Facebook isn’t the first company to come up with the idea of ​​VR -powered office meetings. Spatial, where Recode’s Adam Clark Estes wrote about last year, offers many of the same features as Workroom, raises familiar questions about whether Facebook copied some of its competitors. And even if early adopters may have loved the idea of ​​using the latest technology to make office meetings less cramped, it could be years before the average person uses VR for leisure, especially for work.

However, Workrooms are trying to be able to use an interesting new technology at the right time. Many office workers are fired after a year and a half of working from home and for returning to a more normal office setting – or the next worst thing.

How Workrooms Work

If you’re in a Horizon Workroom meeting, the idea is that it should feel almost like you’re in actually the same physical space as the other people inside.

Recode has not yet tested the product, but in line with what we know from Facebook video demos and product descriptions, participants should experience a kind of “mixed reality,” combining aspects of virtual world with real – for example, you can still type on your real computer keyboard and register that in the simulated meeting room. If you’re already in an indoor meeting, you can do all the things you would do in a regular videoconferencing, but there are a few improvements. For example, you can collaborate on a virtual whiteboard, which you can write on using hand gestures (tracked by the Oculus headset) or an Oculus hand Controller.

Everything is supposed to feel more like the real world than a traditional videoconferencing. You can project your notes on a board in front of the virtual room, and using a technology called “spatial sound,” you’ll hear people better when you tilt your head at them.

While there is a lot of promise for Facebook workroom apps, there are also significant hurdles.

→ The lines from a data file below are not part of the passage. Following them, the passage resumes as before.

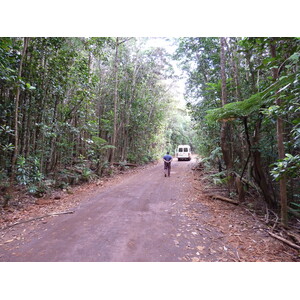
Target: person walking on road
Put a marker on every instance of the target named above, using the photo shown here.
(167, 164)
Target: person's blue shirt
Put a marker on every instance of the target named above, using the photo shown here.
(167, 157)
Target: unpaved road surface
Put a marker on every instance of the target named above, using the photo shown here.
(149, 218)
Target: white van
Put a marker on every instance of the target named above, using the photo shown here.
(184, 152)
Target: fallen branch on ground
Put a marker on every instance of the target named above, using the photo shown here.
(224, 199)
(284, 240)
(41, 217)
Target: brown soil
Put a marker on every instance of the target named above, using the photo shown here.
(139, 215)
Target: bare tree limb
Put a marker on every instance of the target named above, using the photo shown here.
(284, 240)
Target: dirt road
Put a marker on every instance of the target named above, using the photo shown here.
(145, 217)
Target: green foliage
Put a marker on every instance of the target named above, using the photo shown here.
(28, 171)
(289, 166)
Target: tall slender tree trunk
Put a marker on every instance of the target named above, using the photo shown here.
(116, 69)
(280, 145)
(16, 119)
(225, 142)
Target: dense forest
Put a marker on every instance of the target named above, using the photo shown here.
(70, 108)
(243, 94)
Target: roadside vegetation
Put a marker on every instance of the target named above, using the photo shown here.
(76, 109)
(243, 95)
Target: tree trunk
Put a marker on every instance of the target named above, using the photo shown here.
(225, 141)
(114, 136)
(16, 120)
(280, 145)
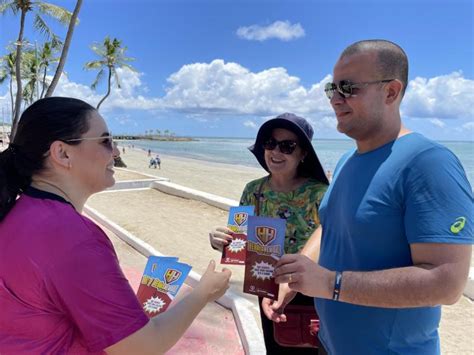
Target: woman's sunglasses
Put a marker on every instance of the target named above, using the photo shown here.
(107, 141)
(346, 88)
(286, 146)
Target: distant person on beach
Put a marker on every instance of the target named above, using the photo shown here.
(329, 175)
(61, 287)
(294, 188)
(152, 163)
(158, 161)
(396, 220)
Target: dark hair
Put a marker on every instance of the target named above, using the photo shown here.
(45, 121)
(392, 61)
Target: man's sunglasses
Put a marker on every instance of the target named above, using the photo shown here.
(107, 141)
(286, 146)
(346, 88)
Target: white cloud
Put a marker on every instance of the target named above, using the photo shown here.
(446, 96)
(469, 126)
(250, 124)
(437, 122)
(221, 88)
(282, 30)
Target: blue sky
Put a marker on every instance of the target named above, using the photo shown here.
(221, 67)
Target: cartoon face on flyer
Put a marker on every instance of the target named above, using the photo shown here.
(238, 218)
(265, 245)
(235, 251)
(160, 283)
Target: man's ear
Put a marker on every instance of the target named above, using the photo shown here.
(393, 91)
(60, 154)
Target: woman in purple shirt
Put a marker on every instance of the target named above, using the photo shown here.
(61, 287)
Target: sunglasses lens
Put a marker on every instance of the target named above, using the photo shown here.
(345, 88)
(269, 144)
(287, 147)
(329, 89)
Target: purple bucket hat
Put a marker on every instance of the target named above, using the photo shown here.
(311, 166)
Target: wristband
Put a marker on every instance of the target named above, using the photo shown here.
(337, 286)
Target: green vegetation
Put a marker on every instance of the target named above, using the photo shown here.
(112, 56)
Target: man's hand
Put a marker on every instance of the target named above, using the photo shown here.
(274, 310)
(304, 275)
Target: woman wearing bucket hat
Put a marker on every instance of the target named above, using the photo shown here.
(293, 190)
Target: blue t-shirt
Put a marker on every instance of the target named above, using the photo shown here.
(411, 190)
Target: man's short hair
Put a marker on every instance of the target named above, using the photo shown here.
(391, 58)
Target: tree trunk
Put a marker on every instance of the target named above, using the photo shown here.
(11, 97)
(67, 42)
(18, 75)
(108, 89)
(43, 82)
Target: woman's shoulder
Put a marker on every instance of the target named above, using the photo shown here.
(315, 185)
(255, 184)
(54, 219)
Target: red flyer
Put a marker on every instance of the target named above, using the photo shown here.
(265, 246)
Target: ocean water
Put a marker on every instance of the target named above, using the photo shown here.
(234, 151)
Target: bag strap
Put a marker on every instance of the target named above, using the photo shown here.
(258, 195)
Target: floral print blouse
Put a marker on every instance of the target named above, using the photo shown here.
(299, 207)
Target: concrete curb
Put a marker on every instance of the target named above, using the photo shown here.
(131, 184)
(250, 334)
(186, 192)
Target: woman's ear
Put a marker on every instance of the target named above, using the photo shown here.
(304, 154)
(60, 154)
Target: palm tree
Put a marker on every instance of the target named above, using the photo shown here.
(112, 56)
(46, 57)
(38, 8)
(30, 71)
(7, 70)
(67, 42)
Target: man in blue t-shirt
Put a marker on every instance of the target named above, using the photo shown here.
(396, 221)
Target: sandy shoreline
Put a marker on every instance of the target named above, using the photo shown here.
(225, 180)
(179, 227)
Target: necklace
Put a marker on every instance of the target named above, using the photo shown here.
(65, 195)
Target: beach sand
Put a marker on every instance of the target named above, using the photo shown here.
(180, 227)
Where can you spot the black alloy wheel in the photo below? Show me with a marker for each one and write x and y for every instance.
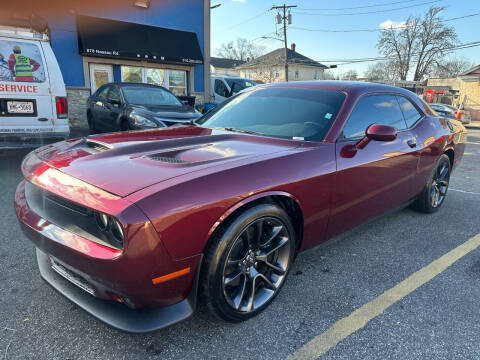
(256, 264)
(435, 191)
(439, 187)
(247, 262)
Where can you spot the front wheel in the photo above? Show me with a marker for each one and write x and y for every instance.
(435, 190)
(247, 262)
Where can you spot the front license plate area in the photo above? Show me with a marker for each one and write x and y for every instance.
(70, 276)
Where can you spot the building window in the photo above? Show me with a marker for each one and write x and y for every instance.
(174, 80)
(177, 82)
(132, 74)
(156, 77)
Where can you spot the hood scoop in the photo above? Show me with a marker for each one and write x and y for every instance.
(167, 159)
(94, 147)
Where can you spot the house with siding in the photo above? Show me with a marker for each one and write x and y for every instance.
(271, 67)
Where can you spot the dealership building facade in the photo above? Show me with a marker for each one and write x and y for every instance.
(163, 42)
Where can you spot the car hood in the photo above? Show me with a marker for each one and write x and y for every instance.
(123, 163)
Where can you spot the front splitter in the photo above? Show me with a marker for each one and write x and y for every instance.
(117, 315)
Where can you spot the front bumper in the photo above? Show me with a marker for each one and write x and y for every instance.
(126, 276)
(114, 314)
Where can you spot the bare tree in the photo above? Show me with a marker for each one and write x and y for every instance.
(383, 71)
(451, 67)
(240, 49)
(419, 44)
(349, 75)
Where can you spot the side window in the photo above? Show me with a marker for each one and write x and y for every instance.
(410, 112)
(114, 93)
(374, 109)
(21, 62)
(220, 88)
(102, 92)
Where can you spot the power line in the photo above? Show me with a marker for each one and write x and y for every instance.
(360, 60)
(376, 29)
(248, 20)
(359, 7)
(369, 12)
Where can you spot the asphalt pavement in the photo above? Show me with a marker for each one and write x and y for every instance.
(438, 320)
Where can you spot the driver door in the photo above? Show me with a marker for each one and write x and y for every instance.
(379, 177)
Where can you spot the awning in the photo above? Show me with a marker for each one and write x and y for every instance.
(123, 40)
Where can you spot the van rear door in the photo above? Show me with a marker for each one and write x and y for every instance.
(26, 105)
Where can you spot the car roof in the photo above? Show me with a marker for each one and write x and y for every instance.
(339, 85)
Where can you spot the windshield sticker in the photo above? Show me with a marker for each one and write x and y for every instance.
(20, 62)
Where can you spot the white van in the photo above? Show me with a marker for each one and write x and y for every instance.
(221, 86)
(33, 102)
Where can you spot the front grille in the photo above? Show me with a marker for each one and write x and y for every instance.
(167, 159)
(67, 215)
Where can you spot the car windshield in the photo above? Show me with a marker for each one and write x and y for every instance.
(149, 96)
(240, 84)
(291, 113)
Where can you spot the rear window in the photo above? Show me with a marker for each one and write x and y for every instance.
(20, 62)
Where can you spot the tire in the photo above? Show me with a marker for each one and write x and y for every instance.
(91, 123)
(435, 190)
(231, 269)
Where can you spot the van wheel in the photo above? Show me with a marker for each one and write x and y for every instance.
(91, 123)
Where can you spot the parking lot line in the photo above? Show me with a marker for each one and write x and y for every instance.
(463, 191)
(343, 328)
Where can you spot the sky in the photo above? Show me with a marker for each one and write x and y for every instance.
(251, 19)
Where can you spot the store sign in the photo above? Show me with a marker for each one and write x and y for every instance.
(117, 39)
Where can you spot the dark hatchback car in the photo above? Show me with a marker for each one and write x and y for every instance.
(130, 106)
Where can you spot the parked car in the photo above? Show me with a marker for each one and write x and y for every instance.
(451, 112)
(132, 106)
(33, 103)
(138, 225)
(224, 86)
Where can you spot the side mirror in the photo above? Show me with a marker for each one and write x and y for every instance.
(232, 88)
(377, 132)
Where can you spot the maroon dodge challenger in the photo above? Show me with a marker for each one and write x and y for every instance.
(135, 227)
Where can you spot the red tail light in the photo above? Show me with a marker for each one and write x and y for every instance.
(62, 107)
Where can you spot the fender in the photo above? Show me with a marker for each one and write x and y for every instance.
(247, 201)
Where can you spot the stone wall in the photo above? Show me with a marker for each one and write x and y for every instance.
(77, 106)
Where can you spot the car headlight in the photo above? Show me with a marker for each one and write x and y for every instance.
(110, 226)
(142, 121)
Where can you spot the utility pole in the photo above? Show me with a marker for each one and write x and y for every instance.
(285, 19)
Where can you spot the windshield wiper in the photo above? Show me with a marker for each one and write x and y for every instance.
(243, 131)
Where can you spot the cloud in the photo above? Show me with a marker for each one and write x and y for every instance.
(387, 24)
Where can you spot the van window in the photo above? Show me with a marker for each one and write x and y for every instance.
(20, 62)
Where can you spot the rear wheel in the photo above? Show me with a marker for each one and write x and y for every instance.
(435, 190)
(247, 263)
(91, 123)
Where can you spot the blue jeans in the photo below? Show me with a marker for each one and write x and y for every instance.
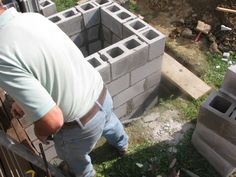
(73, 145)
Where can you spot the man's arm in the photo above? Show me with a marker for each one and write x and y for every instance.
(49, 124)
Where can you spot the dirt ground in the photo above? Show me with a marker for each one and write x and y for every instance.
(177, 19)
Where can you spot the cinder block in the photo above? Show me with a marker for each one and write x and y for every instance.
(121, 111)
(84, 51)
(218, 113)
(70, 21)
(95, 47)
(102, 67)
(106, 34)
(102, 3)
(133, 27)
(114, 16)
(93, 33)
(146, 70)
(152, 80)
(155, 40)
(115, 39)
(125, 55)
(119, 84)
(90, 14)
(79, 39)
(228, 86)
(128, 94)
(47, 8)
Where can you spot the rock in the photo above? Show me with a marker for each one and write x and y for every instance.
(152, 117)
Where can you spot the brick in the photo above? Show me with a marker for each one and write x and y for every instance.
(228, 85)
(102, 67)
(79, 39)
(114, 16)
(155, 40)
(119, 84)
(146, 70)
(84, 51)
(106, 34)
(90, 14)
(218, 112)
(95, 47)
(125, 55)
(70, 21)
(47, 8)
(121, 111)
(115, 39)
(102, 3)
(133, 27)
(93, 33)
(128, 94)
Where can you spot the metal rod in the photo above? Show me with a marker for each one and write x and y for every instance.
(45, 160)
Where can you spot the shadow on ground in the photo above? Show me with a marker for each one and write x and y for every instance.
(147, 159)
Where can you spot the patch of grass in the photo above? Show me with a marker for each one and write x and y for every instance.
(217, 70)
(64, 4)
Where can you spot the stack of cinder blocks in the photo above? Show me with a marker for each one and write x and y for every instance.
(215, 134)
(123, 48)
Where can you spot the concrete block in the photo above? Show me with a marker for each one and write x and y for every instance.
(47, 8)
(102, 3)
(79, 39)
(119, 84)
(106, 34)
(228, 86)
(125, 55)
(114, 16)
(133, 27)
(121, 111)
(95, 46)
(102, 67)
(93, 33)
(144, 71)
(218, 113)
(84, 51)
(219, 152)
(155, 40)
(90, 14)
(70, 21)
(115, 39)
(128, 94)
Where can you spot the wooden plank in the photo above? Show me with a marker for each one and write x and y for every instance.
(183, 78)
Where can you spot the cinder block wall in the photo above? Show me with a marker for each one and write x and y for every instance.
(215, 135)
(124, 49)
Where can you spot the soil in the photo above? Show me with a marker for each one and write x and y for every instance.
(177, 19)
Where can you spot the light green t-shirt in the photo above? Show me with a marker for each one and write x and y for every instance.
(40, 67)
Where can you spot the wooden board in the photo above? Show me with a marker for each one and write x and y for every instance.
(183, 78)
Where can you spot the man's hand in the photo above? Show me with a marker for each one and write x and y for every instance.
(16, 110)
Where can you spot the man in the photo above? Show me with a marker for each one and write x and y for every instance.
(42, 69)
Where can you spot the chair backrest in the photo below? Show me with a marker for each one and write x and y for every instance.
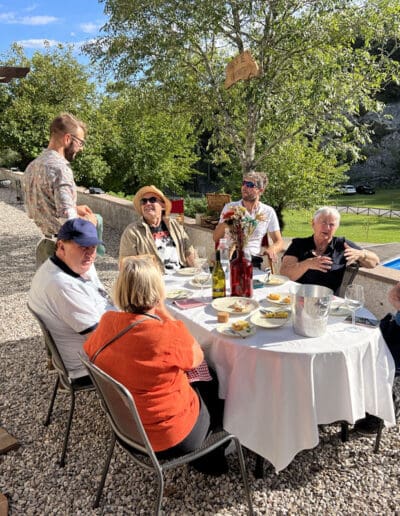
(51, 346)
(348, 278)
(120, 408)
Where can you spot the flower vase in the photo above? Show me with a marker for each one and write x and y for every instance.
(241, 276)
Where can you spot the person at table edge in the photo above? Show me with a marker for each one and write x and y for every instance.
(156, 233)
(67, 294)
(253, 186)
(321, 259)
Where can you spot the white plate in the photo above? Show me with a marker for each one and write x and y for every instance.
(226, 304)
(339, 308)
(179, 293)
(187, 271)
(282, 295)
(196, 284)
(259, 320)
(276, 280)
(226, 329)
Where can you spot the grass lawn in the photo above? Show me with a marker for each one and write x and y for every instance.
(359, 228)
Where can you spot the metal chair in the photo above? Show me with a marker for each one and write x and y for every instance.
(128, 430)
(63, 381)
(382, 423)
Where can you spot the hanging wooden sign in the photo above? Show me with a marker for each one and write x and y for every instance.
(241, 68)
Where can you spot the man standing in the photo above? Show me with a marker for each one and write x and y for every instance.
(67, 294)
(50, 190)
(253, 186)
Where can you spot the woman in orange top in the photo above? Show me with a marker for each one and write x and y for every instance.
(151, 360)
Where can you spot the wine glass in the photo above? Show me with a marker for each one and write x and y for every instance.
(354, 297)
(200, 256)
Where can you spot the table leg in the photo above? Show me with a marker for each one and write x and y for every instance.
(259, 469)
(344, 431)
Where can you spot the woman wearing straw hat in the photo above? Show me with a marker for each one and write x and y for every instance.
(155, 233)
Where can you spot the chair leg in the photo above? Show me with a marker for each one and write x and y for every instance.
(67, 430)
(259, 469)
(378, 436)
(53, 397)
(244, 474)
(105, 471)
(344, 431)
(160, 480)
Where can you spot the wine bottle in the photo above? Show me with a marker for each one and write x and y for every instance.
(218, 278)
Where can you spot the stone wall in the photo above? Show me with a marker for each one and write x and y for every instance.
(118, 213)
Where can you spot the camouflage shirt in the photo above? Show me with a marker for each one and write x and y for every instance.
(50, 191)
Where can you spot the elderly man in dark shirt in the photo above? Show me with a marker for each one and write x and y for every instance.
(321, 259)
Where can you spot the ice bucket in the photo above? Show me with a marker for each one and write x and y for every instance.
(310, 307)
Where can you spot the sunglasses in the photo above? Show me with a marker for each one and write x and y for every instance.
(145, 200)
(249, 184)
(80, 142)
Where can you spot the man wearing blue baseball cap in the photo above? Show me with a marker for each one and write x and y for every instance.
(67, 294)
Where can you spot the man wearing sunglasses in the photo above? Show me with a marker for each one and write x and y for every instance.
(49, 186)
(253, 186)
(155, 233)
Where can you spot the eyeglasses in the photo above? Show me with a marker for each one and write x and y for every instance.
(249, 184)
(328, 224)
(145, 200)
(81, 143)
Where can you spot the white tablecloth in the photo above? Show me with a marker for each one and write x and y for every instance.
(279, 386)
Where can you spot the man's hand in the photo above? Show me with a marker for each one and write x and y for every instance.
(353, 255)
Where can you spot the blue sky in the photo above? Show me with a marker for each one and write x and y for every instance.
(31, 22)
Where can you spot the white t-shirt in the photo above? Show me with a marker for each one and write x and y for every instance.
(68, 306)
(268, 225)
(166, 249)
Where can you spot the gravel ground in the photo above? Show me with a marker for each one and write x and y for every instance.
(333, 478)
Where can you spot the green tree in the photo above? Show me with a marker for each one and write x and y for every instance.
(151, 142)
(56, 83)
(313, 76)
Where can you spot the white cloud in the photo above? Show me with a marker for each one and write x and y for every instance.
(36, 20)
(30, 8)
(13, 18)
(37, 43)
(90, 27)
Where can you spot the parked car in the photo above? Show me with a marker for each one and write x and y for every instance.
(347, 189)
(365, 189)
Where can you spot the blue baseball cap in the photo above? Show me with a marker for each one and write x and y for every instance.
(81, 231)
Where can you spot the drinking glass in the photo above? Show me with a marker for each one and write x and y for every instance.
(200, 256)
(354, 296)
(203, 275)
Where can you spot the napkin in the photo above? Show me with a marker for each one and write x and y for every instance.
(185, 304)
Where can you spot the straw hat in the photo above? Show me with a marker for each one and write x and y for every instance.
(151, 190)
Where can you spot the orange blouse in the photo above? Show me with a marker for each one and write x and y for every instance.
(151, 360)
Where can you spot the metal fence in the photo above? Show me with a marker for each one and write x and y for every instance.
(362, 210)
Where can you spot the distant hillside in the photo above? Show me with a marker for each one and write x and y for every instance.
(382, 166)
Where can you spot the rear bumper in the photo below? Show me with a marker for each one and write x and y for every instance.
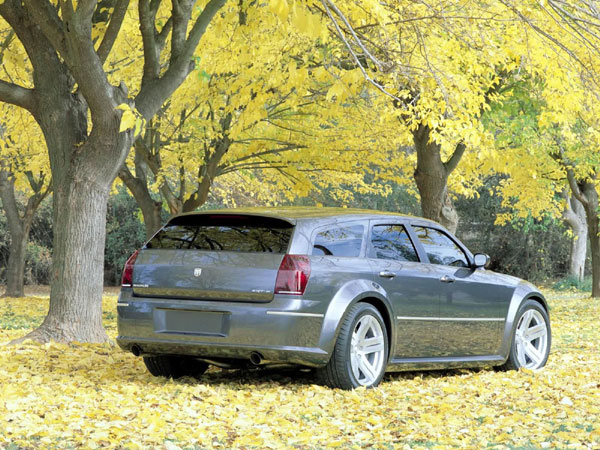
(285, 330)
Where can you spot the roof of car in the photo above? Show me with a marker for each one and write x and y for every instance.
(294, 213)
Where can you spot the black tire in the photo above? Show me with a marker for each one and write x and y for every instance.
(171, 366)
(513, 362)
(338, 372)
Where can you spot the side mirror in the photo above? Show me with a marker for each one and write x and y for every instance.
(480, 260)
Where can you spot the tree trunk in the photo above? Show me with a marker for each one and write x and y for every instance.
(593, 230)
(574, 215)
(431, 177)
(586, 193)
(75, 312)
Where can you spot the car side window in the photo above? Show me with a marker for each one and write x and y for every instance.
(339, 240)
(440, 248)
(392, 242)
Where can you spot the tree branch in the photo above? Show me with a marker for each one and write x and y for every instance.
(451, 164)
(46, 17)
(154, 92)
(7, 193)
(578, 193)
(147, 16)
(112, 31)
(182, 10)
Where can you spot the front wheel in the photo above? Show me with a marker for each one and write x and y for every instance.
(360, 354)
(531, 338)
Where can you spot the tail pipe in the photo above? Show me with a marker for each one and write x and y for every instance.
(256, 358)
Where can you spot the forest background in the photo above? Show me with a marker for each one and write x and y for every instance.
(480, 115)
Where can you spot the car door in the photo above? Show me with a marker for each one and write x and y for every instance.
(472, 304)
(412, 287)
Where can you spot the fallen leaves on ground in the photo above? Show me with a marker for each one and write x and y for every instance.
(90, 396)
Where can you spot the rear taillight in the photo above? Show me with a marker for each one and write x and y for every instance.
(293, 275)
(127, 278)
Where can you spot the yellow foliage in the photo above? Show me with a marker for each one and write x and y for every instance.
(91, 396)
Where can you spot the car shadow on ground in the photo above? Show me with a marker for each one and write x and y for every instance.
(295, 376)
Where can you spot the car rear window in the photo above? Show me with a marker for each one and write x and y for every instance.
(227, 233)
(392, 242)
(339, 241)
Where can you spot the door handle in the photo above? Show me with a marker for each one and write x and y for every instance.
(386, 274)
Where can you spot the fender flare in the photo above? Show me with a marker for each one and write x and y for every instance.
(522, 293)
(348, 295)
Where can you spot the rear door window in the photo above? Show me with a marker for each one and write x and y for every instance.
(224, 233)
(339, 240)
(440, 248)
(392, 242)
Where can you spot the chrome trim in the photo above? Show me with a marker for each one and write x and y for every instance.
(454, 319)
(295, 314)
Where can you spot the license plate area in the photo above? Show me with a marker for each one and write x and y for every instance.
(191, 322)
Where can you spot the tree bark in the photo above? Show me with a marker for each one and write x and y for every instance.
(575, 217)
(431, 177)
(585, 192)
(70, 86)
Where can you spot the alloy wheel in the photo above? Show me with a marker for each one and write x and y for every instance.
(367, 351)
(531, 340)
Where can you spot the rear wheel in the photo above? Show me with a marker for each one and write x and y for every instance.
(360, 354)
(531, 338)
(172, 366)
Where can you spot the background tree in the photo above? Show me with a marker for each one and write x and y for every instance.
(281, 120)
(24, 178)
(73, 91)
(441, 65)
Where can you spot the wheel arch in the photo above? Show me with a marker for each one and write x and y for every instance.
(348, 295)
(524, 292)
(380, 306)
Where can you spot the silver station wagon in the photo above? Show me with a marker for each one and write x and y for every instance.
(350, 293)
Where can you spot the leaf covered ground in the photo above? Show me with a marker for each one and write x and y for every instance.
(89, 396)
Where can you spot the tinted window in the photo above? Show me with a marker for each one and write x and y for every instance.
(339, 241)
(392, 242)
(224, 233)
(440, 248)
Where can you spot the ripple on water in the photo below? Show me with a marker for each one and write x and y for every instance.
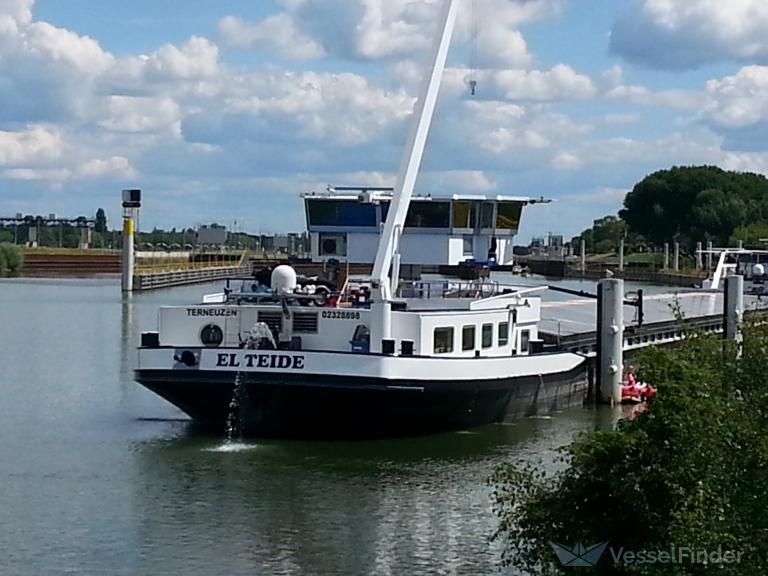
(228, 447)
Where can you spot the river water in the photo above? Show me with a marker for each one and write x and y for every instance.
(99, 476)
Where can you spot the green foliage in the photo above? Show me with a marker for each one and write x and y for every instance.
(604, 235)
(11, 259)
(690, 471)
(750, 235)
(691, 203)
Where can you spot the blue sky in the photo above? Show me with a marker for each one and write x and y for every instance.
(227, 111)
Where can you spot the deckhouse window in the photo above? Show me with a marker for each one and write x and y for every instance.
(525, 337)
(508, 215)
(486, 215)
(345, 213)
(443, 340)
(503, 333)
(461, 213)
(468, 338)
(428, 214)
(487, 335)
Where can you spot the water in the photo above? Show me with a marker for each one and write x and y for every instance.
(99, 476)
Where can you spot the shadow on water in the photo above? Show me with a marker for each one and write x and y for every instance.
(411, 505)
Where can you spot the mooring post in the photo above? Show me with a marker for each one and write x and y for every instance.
(733, 309)
(610, 352)
(131, 204)
(676, 260)
(621, 255)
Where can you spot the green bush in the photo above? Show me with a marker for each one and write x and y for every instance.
(691, 472)
(11, 259)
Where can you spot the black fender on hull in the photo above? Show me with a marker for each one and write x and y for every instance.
(345, 407)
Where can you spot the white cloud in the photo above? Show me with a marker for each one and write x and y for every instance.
(34, 144)
(114, 168)
(33, 174)
(333, 108)
(566, 161)
(675, 99)
(196, 58)
(372, 29)
(688, 33)
(621, 118)
(276, 32)
(746, 162)
(141, 114)
(455, 181)
(18, 10)
(741, 99)
(561, 82)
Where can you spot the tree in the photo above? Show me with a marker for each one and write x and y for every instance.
(101, 221)
(690, 471)
(694, 203)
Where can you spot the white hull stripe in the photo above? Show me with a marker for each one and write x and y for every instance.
(359, 365)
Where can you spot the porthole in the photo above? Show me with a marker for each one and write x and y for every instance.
(211, 335)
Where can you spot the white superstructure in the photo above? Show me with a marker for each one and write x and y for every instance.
(377, 357)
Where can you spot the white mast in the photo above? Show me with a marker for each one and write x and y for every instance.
(409, 167)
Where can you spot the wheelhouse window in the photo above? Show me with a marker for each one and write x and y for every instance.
(428, 214)
(487, 335)
(468, 245)
(525, 338)
(346, 213)
(486, 215)
(468, 338)
(503, 333)
(508, 215)
(461, 212)
(443, 340)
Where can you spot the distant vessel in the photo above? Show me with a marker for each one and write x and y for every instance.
(382, 357)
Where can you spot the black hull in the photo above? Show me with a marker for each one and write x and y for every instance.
(330, 406)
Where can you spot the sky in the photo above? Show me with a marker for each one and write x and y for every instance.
(226, 111)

Facebook’s biggest hurdle in the Workroom is a simple logistic: Most people don’t have an Oculus Quest 2 headset. The $ 300 hardware cost will undoubtedly be a hurdle for many potential users. access the full experience.

Aside from that, there are also potentially major privacy concerns about people providing additional data on Facebook. Facebook says it won’t use conversations in the Workroom to advertise Facebook ads, and the technology will only process images around your home locally. But because of the company’s controversial record of protecting user privacy, it can be hard to convince people to let Facebook into their lives beyond what they’ve come to.

Facebook has also struggled so far to get people to invest in metaverse ready products. Spaces, which was previously the company’s experiment in a virtual environment, learned social conversations, but it never stopped and now it doesn’t. However, Facebook has seen some success with its messaging app for work, Workplace Messenger. And virtual reality technology has become more and more accessible than ever before, with the price of headsets dropping from a price point of a few thousand dollars to a few hundred.